Keeping your remodeling customers happy is critical to the positive word-of-mouth that helps build your online reputation. But with emotions running high during the typical remodel, what can you do to ensure it’s a positive experience for your customers? Here are seven best practices to follow.
- Manage expectations. Don’t promise completion of the remodel faster than you can deliver. It’s a good idea to give customers a best-case-scenario timeline and a worst-case-scenario as well. Then, when the job gets completed somewhere in the middle, they’ll be happy.
- Communicate. In a GuildQuality customer satisfaction survey of more than 100,000 homeowners, communication was one of the top three skills that most impact customer satisfaction. Start by communicating an overview of the project and what will happen when. At the end of each workday, explain what will happen tomorrow. If remodeling requires homeowners to be out of the home for a day—or a week—tell them well in advance so they can arrange other accommodations. Also alert homeowners to days when work will be especially noisy or dirty, such as jackhammering a patio, so they can leave if they want.
- Explain your work. Some parts of a remodel—like new kitchen cabinets and countertops—pack a “wow” factor that customers have no problem appreciating. Others, such as copper piping for that same kitchen, don’t have the same impact. If customers can’t see the value of a step in the remodel, they may feel frustrated. As you complete parts of the project, explain it to the homeowner, emphasizing what makes your work stand out, such as the quality of the materials. Explaining each day’s accomplishments also helps you catch problems early on, before the work is completed.
- Be prepared to handle problems. “Problem resolution” is the number-one factor in customer satisfaction, according to the GuildQuality survey. Homeowners look to your team to solve the inevitable crises that arise in any remodel. Plan ahead for possible snafus like bad weather or delays in material shipments, and have options in place to keep the work moving forward. If rain is in the forecast, is there part of the remodel you can work on inside?
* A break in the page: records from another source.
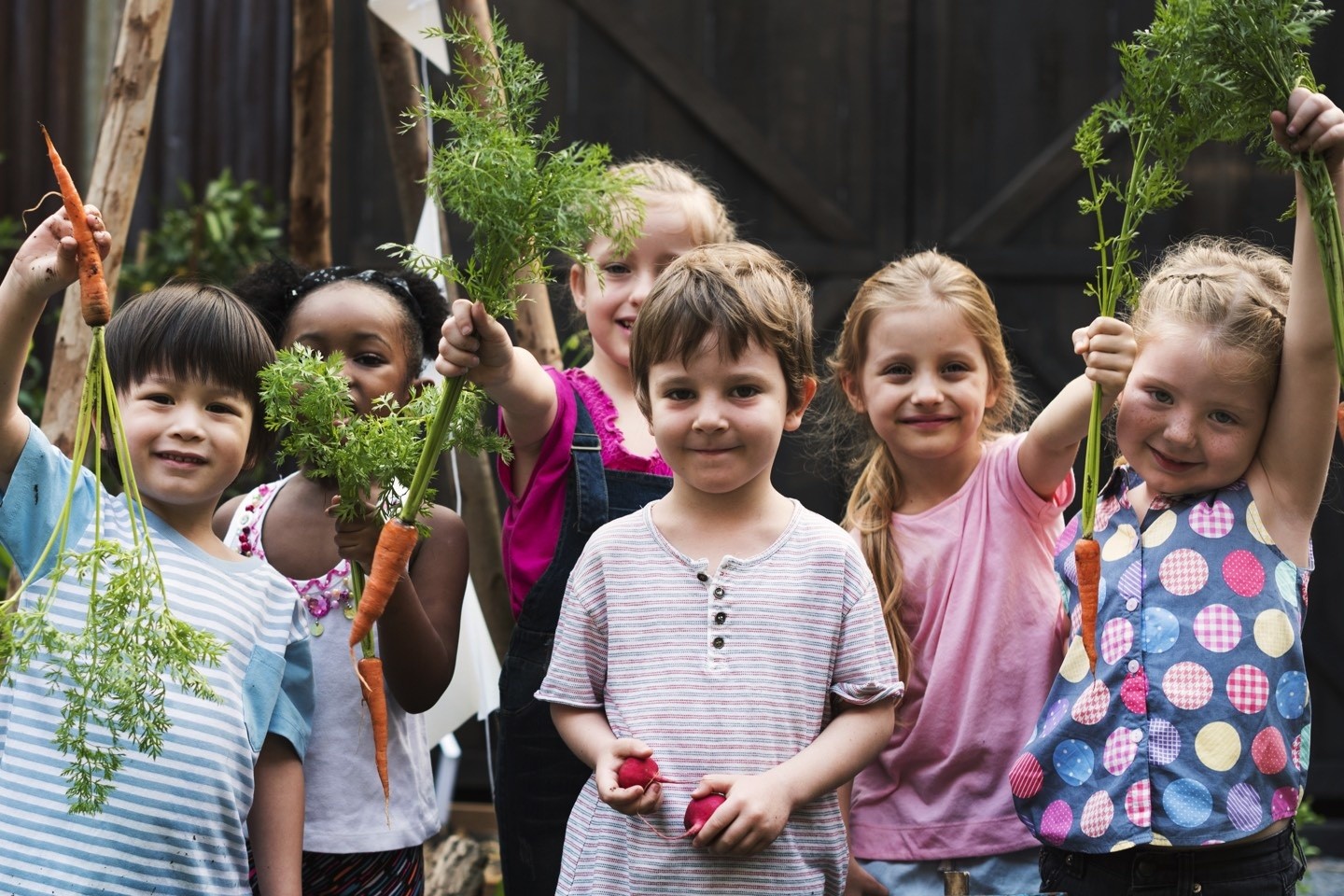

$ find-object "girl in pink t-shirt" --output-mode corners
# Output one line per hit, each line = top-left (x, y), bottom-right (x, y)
(436, 160), (734, 896)
(829, 251), (1136, 896)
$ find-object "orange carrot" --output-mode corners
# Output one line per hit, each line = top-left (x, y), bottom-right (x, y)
(349, 517), (419, 649)
(1074, 539), (1100, 673)
(358, 657), (391, 811)
(40, 125), (112, 327)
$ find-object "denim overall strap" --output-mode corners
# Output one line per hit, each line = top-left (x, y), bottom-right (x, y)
(493, 392), (672, 896)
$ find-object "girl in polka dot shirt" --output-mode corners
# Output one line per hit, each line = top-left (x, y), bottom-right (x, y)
(1009, 89), (1344, 896)
(831, 251), (1136, 896)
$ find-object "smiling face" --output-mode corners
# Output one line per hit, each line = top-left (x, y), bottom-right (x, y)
(1115, 324), (1274, 495)
(281, 279), (419, 413)
(570, 195), (696, 382)
(650, 336), (816, 498)
(841, 301), (999, 470)
(117, 375), (254, 531)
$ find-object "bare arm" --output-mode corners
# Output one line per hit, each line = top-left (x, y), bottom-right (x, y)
(247, 735), (303, 896)
(0, 205), (112, 489)
(691, 697), (896, 856)
(1247, 89), (1344, 562)
(1017, 317), (1137, 498)
(434, 299), (558, 495)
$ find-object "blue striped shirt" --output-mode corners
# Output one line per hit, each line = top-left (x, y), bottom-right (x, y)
(0, 426), (314, 896)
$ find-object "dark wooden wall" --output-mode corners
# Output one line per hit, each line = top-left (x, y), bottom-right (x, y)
(0, 0), (1344, 814)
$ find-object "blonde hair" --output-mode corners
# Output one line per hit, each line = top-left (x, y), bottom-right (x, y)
(630, 244), (813, 416)
(1130, 236), (1293, 383)
(827, 250), (1027, 679)
(611, 157), (738, 245)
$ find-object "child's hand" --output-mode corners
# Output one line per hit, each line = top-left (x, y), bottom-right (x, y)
(9, 205), (112, 301)
(691, 773), (793, 856)
(1074, 317), (1139, 400)
(594, 737), (663, 816)
(1268, 88), (1344, 175)
(327, 495), (383, 574)
(434, 299), (513, 389)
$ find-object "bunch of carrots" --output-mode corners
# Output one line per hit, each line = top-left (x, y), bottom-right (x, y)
(0, 128), (223, 814)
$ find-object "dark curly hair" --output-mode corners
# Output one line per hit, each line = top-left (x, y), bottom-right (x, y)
(232, 259), (448, 376)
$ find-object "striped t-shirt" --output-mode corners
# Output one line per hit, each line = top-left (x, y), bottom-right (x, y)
(537, 502), (903, 896)
(0, 426), (312, 896)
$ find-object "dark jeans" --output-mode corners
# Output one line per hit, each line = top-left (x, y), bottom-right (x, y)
(1041, 826), (1307, 896)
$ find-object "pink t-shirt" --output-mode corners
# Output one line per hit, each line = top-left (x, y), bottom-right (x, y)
(851, 435), (1074, 861)
(498, 367), (672, 620)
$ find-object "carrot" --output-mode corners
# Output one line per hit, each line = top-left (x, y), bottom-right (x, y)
(40, 125), (112, 327)
(1074, 539), (1100, 673)
(358, 657), (391, 823)
(349, 517), (419, 651)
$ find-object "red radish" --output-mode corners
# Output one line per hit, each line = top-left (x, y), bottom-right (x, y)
(616, 756), (678, 787)
(683, 794), (727, 837)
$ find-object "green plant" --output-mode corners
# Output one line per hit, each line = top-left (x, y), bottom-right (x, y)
(119, 168), (282, 293)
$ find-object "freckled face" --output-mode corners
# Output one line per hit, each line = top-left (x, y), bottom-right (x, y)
(844, 302), (999, 468)
(1115, 325), (1274, 495)
(281, 281), (419, 413)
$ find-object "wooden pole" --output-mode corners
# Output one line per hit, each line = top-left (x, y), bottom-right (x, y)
(289, 0), (332, 267)
(369, 12), (513, 660)
(34, 0), (172, 454)
(449, 0), (565, 368)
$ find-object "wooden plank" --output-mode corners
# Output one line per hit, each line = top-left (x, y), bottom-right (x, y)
(42, 0), (172, 454)
(566, 0), (864, 244)
(289, 0), (332, 267)
(946, 83), (1120, 247)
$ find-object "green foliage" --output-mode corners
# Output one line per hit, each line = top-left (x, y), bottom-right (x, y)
(0, 332), (224, 814)
(382, 16), (644, 317)
(1074, 0), (1344, 538)
(121, 168), (282, 299)
(382, 15), (644, 537)
(260, 345), (508, 520)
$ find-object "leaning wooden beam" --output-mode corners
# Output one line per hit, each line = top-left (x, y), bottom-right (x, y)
(369, 5), (513, 660)
(40, 0), (172, 454)
(289, 0), (332, 267)
(945, 83), (1120, 248)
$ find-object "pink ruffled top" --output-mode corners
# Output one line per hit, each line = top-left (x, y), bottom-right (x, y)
(498, 367), (672, 618)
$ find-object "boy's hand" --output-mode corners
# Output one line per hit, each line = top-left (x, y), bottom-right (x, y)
(1268, 88), (1344, 175)
(434, 299), (513, 389)
(594, 737), (663, 816)
(9, 205), (112, 301)
(1074, 317), (1139, 400)
(691, 773), (793, 856)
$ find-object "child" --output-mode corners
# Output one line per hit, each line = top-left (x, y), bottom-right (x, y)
(215, 262), (468, 896)
(0, 207), (312, 896)
(537, 244), (902, 896)
(829, 251), (1134, 896)
(437, 160), (734, 896)
(1011, 89), (1344, 896)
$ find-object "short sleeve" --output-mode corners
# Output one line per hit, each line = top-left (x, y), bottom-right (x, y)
(989, 432), (1075, 523)
(0, 420), (98, 576)
(537, 542), (608, 709)
(831, 542), (906, 707)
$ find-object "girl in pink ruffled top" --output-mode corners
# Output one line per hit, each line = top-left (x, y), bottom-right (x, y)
(436, 160), (735, 896)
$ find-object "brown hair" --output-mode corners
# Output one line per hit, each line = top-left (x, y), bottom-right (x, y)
(827, 250), (1027, 679)
(105, 282), (275, 461)
(1130, 236), (1293, 383)
(630, 244), (813, 416)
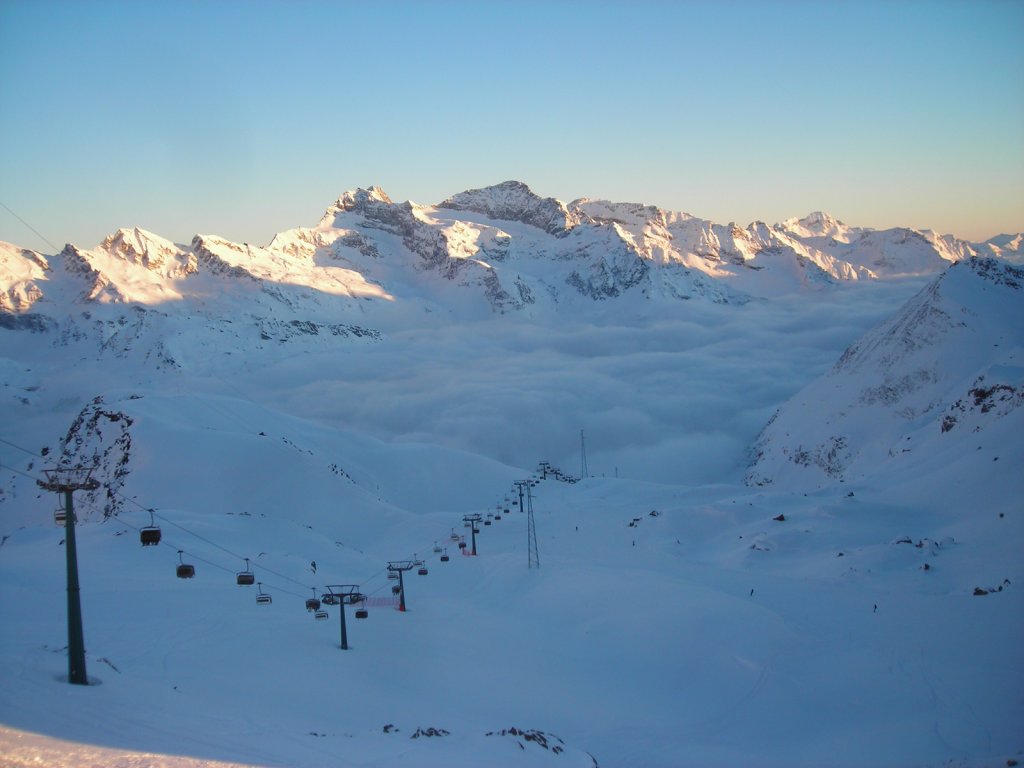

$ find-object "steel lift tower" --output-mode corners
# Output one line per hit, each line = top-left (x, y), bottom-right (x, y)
(36, 467), (99, 685)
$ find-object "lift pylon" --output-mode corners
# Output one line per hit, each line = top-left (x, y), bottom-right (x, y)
(322, 584), (367, 650)
(36, 467), (99, 685)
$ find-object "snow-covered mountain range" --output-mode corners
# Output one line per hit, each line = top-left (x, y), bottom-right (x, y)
(0, 181), (1021, 325)
(0, 182), (1024, 768)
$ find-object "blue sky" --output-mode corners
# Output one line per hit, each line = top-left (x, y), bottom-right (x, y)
(0, 0), (1024, 247)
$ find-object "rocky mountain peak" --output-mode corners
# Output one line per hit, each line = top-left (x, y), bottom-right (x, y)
(437, 181), (580, 237)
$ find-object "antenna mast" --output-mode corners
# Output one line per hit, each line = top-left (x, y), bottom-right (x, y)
(580, 429), (587, 478)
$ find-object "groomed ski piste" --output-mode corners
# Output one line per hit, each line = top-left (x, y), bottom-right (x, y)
(0, 397), (1022, 766)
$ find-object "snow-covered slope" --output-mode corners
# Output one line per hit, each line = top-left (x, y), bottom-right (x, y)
(0, 182), (1024, 768)
(748, 258), (1024, 484)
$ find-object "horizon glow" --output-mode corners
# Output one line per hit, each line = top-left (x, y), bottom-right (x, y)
(0, 0), (1024, 252)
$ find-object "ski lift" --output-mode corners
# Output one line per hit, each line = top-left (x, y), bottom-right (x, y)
(234, 557), (256, 587)
(177, 549), (196, 579)
(306, 587), (319, 610)
(138, 509), (160, 547)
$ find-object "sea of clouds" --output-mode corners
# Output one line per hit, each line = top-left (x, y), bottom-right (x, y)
(232, 280), (925, 484)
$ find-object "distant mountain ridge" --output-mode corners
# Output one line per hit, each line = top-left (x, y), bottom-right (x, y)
(0, 181), (1022, 325)
(746, 257), (1024, 485)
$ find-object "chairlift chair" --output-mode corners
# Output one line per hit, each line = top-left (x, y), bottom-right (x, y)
(306, 587), (319, 610)
(234, 557), (256, 587)
(177, 550), (196, 579)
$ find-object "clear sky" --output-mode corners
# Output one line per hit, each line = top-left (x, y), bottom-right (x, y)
(0, 0), (1024, 253)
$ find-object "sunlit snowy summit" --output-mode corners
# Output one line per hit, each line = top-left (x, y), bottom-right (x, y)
(6, 181), (1021, 325)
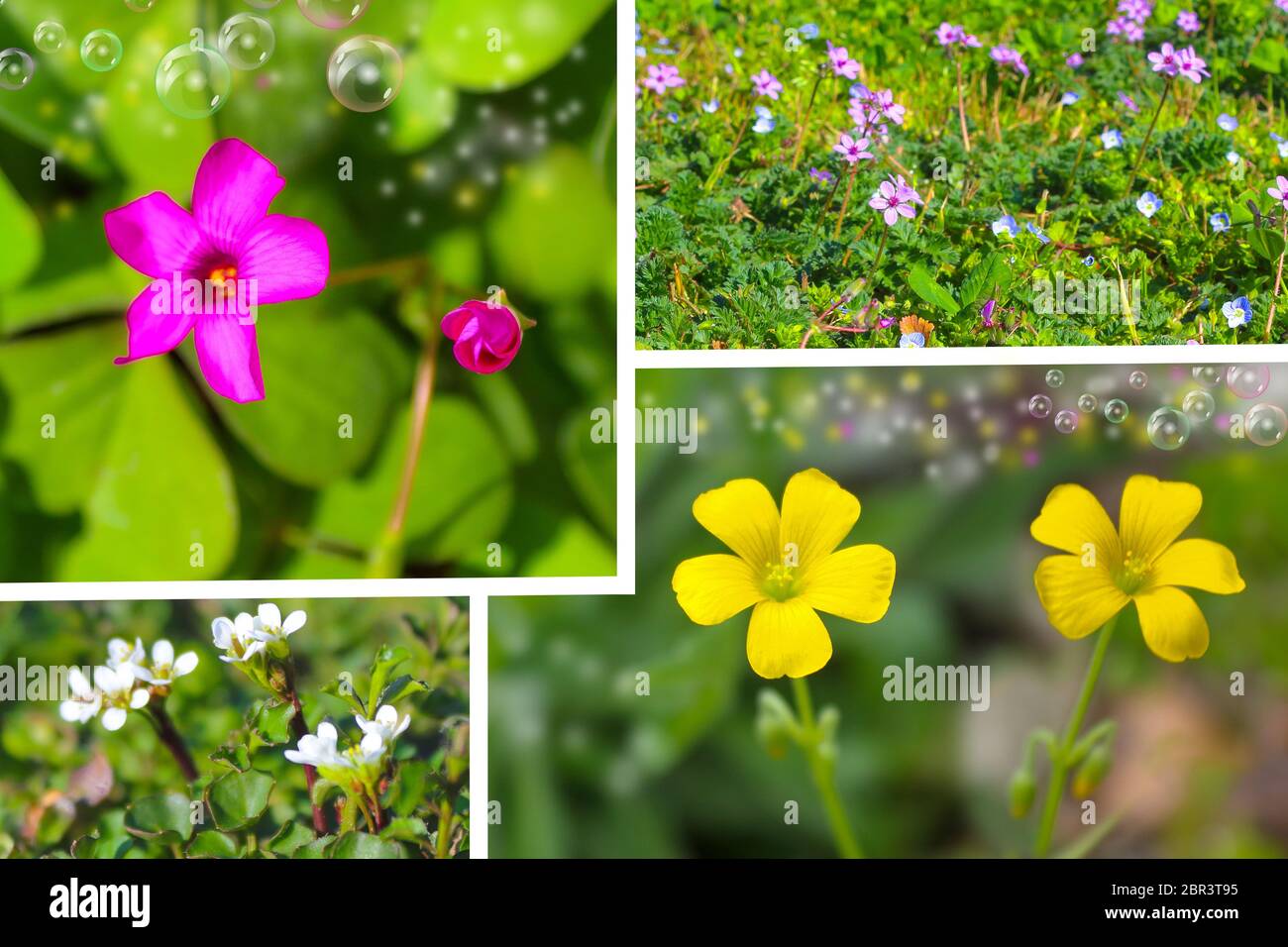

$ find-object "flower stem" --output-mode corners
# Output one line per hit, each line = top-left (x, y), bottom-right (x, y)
(368, 326), (439, 579)
(793, 678), (863, 858)
(1124, 78), (1172, 197)
(149, 701), (200, 783)
(953, 56), (970, 155)
(1033, 614), (1118, 858)
(286, 659), (326, 836)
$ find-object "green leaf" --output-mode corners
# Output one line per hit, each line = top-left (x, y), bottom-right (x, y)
(421, 0), (612, 91)
(125, 792), (194, 841)
(184, 831), (241, 858)
(58, 357), (239, 581)
(266, 819), (314, 856)
(0, 171), (44, 292)
(206, 770), (274, 831)
(313, 395), (512, 561)
(488, 146), (617, 301)
(0, 325), (128, 514)
(184, 301), (411, 487)
(330, 832), (407, 858)
(909, 263), (961, 314)
(1248, 227), (1284, 261)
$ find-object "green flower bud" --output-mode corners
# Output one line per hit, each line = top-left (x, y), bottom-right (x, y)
(1069, 743), (1115, 798)
(1012, 764), (1038, 818)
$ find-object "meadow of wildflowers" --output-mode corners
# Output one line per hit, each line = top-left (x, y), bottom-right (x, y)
(635, 0), (1288, 349)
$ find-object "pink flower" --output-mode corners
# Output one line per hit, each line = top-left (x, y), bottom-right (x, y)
(644, 63), (684, 95)
(1266, 174), (1288, 210)
(868, 175), (921, 227)
(751, 69), (783, 99)
(442, 299), (523, 374)
(103, 138), (331, 403)
(832, 134), (872, 164)
(827, 42), (859, 80)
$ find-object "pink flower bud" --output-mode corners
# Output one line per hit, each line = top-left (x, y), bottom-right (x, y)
(442, 299), (523, 374)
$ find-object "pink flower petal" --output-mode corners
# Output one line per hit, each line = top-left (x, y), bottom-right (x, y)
(192, 138), (286, 257)
(115, 283), (197, 365)
(237, 214), (331, 304)
(103, 191), (209, 279)
(197, 313), (265, 404)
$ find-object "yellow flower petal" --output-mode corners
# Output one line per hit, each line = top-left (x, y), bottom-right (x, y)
(1033, 556), (1128, 638)
(747, 598), (832, 678)
(693, 479), (782, 569)
(671, 553), (765, 625)
(1118, 474), (1203, 563)
(802, 544), (894, 621)
(1134, 585), (1208, 661)
(778, 469), (859, 570)
(1149, 540), (1245, 595)
(1029, 483), (1120, 566)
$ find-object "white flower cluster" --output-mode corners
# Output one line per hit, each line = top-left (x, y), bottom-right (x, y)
(210, 603), (308, 665)
(58, 638), (197, 730)
(286, 703), (411, 783)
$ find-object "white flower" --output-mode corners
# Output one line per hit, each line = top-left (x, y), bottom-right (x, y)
(58, 668), (103, 723)
(210, 612), (266, 664)
(253, 601), (308, 644)
(141, 638), (197, 684)
(286, 720), (348, 768)
(94, 665), (149, 730)
(353, 703), (411, 742)
(107, 638), (147, 677)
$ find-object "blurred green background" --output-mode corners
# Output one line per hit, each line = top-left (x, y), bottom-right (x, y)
(0, 599), (471, 858)
(488, 366), (1288, 857)
(0, 0), (615, 581)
If a shipment is delayed, do you have an alternative supplier closer to home?
- Keep it clean. Homeowners hate the ongoing mess of construction, so put systems in place to keep the home as clean as possible. Use sheet plastic to separate work areas from other areas of the home; tarps or drop cloths to protect floors and furniture; shoe covers for workers inside the house. Clean up dust, dirt and debris before your workers go home for the day. On particularly dirty jobs, consider hiring a cleaning service.
- Be considerate. Having workers in one’s home can feel very intrusive. Try to make your team as unobtrusive as possible. For instance, if it’s a long project, install a Porta-Potty outside (with the homeowner’s permission, of course) so your team doesn’t have to use the homeowner’s bathroom. If workers gather outside the home before work starts, make sure they keep the noise down. Have workers alert homeowners when they arrive in the morning and when they leave at the end of the day—no one wants to be taken by surprise.
- Learn to listen. Homeowners typically aren’t experts at communicating what they want or expect from a remodel. You’ll need to practice active listening to hear what their real concerns and desires are. If you aren’t sure, ask further questions and rephrase what the customer is saying to make sure you understand. Taking the time to understand their needs not only makes customers happy, but also reduces errors.
Once you know your customers are satisfied, encourage them to review your remodeling business online and share photos of your work on social media. Last, but not least, ask if you can take photos of the finished work to promote on your website and your social media accounts. Happy customers help you get more happy customers!